Epílogo

La noticia del asesinato de Hipólitas y los demás llegó a Lucio Falerio a cincuenta leguas al norte de Neápolis, donde había hecho un alto en su viaje para descansar. Tito había seguido adelante para llevar la noticia al Senado, cosa que engrandecería su nombre ante la opinión pública y beneficiaría a su candidatura como pretor que, a su vez, le facilitaría el acceso al mando de los ejércitos. Marcelo, como es natural, se había quedado con su padre y pasaba el tiempo visitando el cercano santuario de la Sibila de Cumas, que antaño albergaba a otra que había hecho sufrir a Tarquinio el soberbio, que quería hacerse con sus predicciones.
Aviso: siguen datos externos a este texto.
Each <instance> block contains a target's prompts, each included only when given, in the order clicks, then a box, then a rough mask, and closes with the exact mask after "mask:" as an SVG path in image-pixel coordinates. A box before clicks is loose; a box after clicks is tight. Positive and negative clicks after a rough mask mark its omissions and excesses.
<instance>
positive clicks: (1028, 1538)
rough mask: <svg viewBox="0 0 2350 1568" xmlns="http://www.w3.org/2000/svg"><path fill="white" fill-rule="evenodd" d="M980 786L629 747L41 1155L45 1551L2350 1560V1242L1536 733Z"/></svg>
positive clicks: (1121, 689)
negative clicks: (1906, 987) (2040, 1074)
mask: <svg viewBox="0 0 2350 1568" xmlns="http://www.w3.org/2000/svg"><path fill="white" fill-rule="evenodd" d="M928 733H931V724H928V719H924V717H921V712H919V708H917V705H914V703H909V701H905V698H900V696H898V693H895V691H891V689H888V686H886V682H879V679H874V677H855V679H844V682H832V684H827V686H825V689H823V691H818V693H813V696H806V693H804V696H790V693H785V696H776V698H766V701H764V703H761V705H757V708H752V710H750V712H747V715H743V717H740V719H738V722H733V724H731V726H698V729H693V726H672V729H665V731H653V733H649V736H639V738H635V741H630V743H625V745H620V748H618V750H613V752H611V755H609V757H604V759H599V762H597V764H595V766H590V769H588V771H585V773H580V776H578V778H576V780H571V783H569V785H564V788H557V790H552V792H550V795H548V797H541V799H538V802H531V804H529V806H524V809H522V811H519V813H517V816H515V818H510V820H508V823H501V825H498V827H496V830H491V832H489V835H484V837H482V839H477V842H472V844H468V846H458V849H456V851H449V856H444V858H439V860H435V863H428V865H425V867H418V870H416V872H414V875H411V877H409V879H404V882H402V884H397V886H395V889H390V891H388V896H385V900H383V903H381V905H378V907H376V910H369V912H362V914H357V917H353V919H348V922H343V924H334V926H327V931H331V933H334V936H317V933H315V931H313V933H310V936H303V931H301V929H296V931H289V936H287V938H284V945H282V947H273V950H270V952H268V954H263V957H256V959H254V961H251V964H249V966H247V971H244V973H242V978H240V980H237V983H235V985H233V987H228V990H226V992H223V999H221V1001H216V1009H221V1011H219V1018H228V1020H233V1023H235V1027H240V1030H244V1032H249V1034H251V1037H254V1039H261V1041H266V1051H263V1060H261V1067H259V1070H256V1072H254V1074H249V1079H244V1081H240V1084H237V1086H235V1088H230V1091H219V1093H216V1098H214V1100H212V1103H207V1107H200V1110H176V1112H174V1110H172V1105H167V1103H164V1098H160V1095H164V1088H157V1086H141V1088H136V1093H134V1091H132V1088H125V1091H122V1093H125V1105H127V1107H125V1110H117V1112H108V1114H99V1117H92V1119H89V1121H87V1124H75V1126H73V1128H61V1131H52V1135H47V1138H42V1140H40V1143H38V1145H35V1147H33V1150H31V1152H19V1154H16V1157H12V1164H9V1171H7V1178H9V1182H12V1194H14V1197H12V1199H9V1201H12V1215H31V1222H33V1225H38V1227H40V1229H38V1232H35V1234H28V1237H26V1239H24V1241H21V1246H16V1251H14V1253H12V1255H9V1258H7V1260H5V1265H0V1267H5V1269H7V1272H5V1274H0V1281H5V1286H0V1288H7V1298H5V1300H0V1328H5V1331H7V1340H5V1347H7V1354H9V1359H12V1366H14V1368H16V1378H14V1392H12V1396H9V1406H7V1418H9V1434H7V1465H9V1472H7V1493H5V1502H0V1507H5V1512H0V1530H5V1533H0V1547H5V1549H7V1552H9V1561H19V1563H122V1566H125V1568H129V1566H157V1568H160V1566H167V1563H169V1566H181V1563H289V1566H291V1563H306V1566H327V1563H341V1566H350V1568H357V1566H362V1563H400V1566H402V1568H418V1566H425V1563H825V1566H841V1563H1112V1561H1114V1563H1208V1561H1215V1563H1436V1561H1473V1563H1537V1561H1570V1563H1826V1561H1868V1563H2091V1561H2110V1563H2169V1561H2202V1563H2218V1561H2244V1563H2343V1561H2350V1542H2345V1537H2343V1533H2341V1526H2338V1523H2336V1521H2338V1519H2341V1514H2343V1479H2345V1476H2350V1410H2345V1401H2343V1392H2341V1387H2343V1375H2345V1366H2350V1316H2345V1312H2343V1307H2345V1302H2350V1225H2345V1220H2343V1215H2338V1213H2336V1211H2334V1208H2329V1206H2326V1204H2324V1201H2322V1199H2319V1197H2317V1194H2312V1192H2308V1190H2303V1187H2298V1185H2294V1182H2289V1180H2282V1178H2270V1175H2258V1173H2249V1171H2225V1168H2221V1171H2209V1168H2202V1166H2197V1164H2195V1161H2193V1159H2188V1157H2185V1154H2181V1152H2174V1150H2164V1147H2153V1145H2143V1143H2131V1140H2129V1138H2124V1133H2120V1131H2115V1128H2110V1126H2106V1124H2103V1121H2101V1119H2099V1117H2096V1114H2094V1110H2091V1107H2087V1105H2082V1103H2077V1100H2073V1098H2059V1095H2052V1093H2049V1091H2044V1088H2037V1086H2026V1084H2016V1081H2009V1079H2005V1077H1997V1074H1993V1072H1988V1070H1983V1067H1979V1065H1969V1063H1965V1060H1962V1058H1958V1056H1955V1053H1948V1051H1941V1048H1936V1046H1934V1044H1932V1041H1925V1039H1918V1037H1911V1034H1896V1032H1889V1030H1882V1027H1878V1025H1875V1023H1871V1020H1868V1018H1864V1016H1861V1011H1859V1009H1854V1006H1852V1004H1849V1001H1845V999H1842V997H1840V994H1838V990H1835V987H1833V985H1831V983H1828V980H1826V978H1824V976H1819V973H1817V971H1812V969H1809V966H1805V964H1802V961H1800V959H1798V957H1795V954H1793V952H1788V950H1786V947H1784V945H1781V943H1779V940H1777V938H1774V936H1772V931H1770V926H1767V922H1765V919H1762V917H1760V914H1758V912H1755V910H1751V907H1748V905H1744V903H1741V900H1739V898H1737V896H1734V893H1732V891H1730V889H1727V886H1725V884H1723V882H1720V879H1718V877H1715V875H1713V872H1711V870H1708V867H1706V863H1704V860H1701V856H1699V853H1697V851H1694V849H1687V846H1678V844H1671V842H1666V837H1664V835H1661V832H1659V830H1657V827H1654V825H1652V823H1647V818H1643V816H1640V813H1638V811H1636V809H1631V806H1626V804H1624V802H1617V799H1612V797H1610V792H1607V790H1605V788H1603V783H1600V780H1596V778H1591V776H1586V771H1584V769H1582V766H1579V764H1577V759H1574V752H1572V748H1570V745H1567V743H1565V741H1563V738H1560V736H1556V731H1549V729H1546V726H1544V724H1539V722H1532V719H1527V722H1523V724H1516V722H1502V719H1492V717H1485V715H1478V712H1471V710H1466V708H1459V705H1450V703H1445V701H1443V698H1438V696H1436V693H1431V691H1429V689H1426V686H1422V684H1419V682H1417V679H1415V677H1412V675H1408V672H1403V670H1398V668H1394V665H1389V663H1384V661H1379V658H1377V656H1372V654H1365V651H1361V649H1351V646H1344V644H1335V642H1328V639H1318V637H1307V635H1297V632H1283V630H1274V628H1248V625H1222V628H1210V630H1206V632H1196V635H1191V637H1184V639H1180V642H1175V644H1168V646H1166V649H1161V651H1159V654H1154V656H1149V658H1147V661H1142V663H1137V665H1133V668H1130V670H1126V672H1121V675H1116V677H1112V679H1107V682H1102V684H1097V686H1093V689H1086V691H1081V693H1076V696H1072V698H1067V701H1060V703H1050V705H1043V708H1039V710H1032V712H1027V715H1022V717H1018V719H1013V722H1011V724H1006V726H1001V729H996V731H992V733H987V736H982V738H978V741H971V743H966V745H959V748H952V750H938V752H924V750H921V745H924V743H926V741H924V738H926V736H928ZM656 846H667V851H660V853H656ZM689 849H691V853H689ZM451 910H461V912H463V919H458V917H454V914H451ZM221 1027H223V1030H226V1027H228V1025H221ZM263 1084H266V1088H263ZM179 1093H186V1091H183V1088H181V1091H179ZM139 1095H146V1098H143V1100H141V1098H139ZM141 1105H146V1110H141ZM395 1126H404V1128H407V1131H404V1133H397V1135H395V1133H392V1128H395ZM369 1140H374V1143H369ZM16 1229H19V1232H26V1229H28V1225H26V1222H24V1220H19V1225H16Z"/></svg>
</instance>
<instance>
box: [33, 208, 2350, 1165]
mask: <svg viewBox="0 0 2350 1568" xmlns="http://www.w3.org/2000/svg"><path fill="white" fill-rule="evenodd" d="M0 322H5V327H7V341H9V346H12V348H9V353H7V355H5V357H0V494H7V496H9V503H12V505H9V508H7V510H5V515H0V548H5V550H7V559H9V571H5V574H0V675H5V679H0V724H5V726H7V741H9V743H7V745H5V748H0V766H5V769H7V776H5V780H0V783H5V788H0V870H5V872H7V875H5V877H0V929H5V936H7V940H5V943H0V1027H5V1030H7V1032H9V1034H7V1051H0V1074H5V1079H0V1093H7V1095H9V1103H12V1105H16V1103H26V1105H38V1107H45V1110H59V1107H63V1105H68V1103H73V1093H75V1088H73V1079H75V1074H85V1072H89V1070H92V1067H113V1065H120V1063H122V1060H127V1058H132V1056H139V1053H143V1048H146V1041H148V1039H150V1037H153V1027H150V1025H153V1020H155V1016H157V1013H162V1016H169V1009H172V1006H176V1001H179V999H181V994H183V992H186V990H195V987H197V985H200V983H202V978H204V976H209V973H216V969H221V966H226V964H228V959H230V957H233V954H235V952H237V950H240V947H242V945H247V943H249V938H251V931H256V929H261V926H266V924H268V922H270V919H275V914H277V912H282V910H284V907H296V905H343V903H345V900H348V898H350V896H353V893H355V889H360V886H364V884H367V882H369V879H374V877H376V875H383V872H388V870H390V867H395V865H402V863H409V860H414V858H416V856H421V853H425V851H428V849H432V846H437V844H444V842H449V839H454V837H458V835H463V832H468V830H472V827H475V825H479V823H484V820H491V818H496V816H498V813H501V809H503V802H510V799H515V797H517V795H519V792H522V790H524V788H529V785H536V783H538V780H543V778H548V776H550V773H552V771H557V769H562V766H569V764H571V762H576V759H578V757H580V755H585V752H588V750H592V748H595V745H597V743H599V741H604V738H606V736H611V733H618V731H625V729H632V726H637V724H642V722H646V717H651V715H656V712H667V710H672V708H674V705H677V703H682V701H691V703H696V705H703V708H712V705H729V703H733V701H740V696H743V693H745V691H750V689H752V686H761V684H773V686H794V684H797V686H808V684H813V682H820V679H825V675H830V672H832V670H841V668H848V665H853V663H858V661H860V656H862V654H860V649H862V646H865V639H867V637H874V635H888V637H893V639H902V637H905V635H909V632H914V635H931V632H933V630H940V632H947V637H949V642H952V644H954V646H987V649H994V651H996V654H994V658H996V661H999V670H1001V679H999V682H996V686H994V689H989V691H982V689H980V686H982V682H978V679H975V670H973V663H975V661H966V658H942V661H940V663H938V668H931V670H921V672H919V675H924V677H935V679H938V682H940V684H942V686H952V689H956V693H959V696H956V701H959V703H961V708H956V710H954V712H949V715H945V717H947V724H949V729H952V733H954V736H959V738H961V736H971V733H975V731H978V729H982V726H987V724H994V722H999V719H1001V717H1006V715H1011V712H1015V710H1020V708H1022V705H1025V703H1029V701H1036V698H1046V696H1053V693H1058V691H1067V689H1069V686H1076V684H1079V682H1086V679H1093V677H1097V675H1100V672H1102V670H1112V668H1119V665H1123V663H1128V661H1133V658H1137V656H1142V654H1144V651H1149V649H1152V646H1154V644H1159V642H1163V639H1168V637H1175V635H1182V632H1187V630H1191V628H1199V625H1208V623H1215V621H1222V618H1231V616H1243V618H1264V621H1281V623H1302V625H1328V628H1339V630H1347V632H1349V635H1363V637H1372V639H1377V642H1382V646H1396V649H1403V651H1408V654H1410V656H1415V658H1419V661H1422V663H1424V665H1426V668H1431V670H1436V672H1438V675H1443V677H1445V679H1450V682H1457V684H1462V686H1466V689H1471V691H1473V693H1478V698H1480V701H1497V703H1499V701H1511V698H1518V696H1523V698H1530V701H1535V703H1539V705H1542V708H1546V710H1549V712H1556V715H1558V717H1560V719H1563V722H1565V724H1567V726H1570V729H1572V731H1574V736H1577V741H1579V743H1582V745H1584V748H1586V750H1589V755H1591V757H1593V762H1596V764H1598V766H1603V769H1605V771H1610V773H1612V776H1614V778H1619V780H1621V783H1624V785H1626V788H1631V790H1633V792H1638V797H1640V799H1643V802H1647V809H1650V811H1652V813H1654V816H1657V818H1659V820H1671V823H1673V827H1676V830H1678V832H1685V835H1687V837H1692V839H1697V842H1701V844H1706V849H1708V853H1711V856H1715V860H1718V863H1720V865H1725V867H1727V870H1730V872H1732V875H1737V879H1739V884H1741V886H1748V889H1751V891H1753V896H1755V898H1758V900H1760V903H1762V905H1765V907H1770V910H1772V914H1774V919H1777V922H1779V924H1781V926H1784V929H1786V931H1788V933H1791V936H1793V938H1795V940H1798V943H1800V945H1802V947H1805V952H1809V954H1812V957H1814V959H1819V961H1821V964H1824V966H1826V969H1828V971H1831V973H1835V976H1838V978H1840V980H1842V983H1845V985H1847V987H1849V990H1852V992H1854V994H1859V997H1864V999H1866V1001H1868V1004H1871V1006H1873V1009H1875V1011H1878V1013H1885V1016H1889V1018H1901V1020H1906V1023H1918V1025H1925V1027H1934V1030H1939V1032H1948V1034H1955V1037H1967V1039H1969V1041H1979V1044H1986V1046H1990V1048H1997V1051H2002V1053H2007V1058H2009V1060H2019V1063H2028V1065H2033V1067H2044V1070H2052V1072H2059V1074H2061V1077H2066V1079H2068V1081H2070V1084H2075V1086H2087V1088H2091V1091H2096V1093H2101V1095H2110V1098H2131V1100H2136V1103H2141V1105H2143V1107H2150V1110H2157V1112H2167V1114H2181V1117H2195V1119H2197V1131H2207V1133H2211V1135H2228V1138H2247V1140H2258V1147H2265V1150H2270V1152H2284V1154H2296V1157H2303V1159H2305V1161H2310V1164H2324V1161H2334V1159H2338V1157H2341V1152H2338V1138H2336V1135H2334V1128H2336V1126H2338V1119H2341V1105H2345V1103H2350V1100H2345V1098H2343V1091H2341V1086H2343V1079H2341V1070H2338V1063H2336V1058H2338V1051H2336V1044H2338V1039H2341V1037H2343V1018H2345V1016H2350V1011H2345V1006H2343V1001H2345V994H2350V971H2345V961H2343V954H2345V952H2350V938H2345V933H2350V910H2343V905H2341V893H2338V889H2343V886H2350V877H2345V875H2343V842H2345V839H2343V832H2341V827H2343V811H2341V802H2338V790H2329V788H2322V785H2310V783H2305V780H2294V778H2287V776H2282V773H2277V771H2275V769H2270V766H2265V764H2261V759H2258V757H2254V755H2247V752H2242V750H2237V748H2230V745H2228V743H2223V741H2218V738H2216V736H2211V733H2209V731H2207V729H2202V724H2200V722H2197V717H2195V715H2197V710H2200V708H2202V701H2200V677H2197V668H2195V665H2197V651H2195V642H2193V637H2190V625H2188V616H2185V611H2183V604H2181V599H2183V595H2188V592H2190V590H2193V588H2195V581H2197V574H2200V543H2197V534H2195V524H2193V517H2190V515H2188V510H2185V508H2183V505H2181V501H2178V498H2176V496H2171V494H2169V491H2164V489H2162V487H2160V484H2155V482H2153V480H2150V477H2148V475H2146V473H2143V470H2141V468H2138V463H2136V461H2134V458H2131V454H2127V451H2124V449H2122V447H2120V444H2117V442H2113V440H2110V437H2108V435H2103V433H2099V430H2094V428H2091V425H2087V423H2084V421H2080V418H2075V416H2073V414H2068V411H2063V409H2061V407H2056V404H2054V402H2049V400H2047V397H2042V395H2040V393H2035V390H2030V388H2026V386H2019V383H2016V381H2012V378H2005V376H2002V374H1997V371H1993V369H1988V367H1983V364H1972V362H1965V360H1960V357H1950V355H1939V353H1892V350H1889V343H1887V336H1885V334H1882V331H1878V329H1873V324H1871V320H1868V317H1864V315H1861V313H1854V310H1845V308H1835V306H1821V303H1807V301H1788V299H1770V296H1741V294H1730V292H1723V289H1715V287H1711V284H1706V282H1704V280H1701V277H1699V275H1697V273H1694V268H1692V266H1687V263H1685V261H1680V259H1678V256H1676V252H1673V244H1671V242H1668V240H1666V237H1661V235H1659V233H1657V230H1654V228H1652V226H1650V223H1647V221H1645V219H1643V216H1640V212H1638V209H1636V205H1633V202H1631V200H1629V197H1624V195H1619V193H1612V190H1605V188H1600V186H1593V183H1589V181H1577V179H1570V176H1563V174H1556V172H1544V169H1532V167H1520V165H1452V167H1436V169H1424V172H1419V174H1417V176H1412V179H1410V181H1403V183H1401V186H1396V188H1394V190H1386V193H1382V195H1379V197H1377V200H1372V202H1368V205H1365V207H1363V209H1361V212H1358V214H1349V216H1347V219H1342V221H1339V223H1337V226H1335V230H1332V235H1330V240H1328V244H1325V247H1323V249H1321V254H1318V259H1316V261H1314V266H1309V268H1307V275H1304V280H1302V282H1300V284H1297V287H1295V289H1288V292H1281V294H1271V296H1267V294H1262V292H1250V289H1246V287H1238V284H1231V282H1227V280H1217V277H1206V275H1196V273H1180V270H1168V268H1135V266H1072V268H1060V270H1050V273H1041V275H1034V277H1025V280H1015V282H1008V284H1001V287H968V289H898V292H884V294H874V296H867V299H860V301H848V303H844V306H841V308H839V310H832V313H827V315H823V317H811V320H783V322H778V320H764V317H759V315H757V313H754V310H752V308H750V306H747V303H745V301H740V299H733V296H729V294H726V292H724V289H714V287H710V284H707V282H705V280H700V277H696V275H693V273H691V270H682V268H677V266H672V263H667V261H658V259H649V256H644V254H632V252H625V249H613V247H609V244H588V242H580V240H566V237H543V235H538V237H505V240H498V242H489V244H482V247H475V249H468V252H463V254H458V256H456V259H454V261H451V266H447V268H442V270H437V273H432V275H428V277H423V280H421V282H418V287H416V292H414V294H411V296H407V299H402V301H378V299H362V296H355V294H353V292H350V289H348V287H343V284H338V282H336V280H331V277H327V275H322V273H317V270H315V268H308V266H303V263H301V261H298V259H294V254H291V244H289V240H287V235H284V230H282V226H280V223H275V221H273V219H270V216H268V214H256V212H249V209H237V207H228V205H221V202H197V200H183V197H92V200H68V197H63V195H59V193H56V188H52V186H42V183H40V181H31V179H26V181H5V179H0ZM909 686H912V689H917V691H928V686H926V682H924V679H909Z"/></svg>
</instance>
Lucio se recuperaba; la conclusión de los acontecimientos de Sicilia y las semanas pasadas en un campamento estable le habían levantado el ánimo y habían permitido que su cuerpo se recobrase. Si bien tal cosa no permitía que su rígida interpretación del bien y del mal se suavizase. Su respuesta ante las noticias llegadas de Beneventum careció de toda compasión.

—Quienquiera que lo haya hecho pensaba en los intereses del tesoro de Roma, ¿no te parece?, y no creo que el mundo vaya a llorar a tipos como Hipólitas.

—Pensé que te complacería —dijo Marcelo con una mirada que Lucio entendió.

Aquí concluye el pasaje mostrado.